In its poll closing Wednesday 2nd July, the Institute of Economic Affairs (IEA) Shadow Monetary Policy Committee (SMPC) recommended by eight votes to one that Bank Rate should be raised on July 10th, including five votes for a rise of ½% and three for a rise of ¼%.
Those advocating a rise acknowledged that the economy is not yet over-heating, money growth is low, and inflation overshoots are not an immediate risk. They did not propose raising rates to cool down the economy but, instead, sought to withdraw some of the excess monetary stimulus introduced at the time of the financial crisis so as to allow the price mechanism to allocate loans and capital. The current strategy of keeping interest rates very low whilst using bank regulation to prevent money and credit growth was loudly condemned.
For several of the members the Bank of England has already waited far too long before raising rates, with some criticising its “neglect” whilst others focused upon the confusion created by the signals from forward guidance. The main way to signal should be by changing a price — the interest rate — not by speeches or regulatory changes.
The member that preferred to keep rates on hold noted that not only is inflation low, but pipeline inflationary pressures are also low, as are wage growth, money growth and credit growth. For that member there was simply not enough reason in the data to raise yet.

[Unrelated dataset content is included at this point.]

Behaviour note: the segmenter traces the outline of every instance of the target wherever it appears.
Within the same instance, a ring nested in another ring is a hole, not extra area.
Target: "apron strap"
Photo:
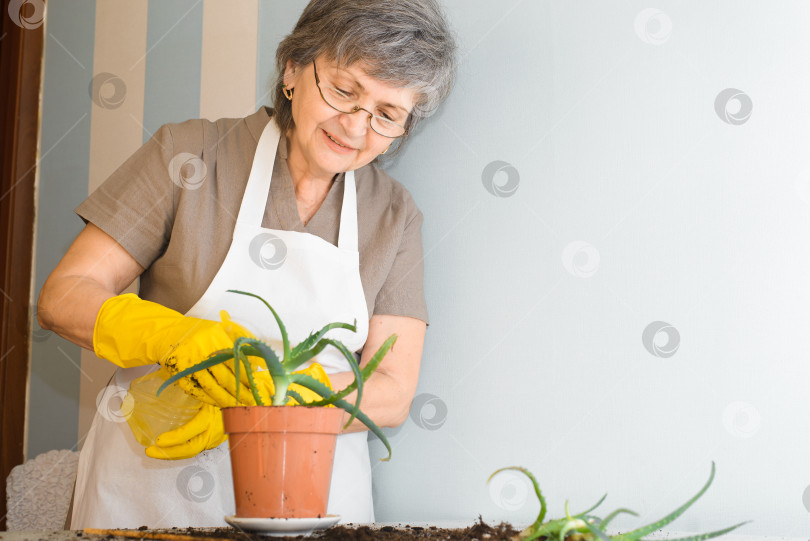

The SMPC is a group of economists who have gathered quarterly at the IEA since July 1997. That it was the first such group in Britain, and that it gathers regularly to debate the issues involved, distinguishes the SMPC from the similar exercises carried out elsewhere. To ensure that nine votes are cast each month, it carries a pool of ‘spare’ members. This can lead to changes in the aggregate vote, depending on who contributed to a particular poll. As a result, the nine independent and named analyses should be regarded as more significant than the exact overall vote. The next two SMPC e-mail polls will be released on the Sundays of 3rd August and 31st August, respectively.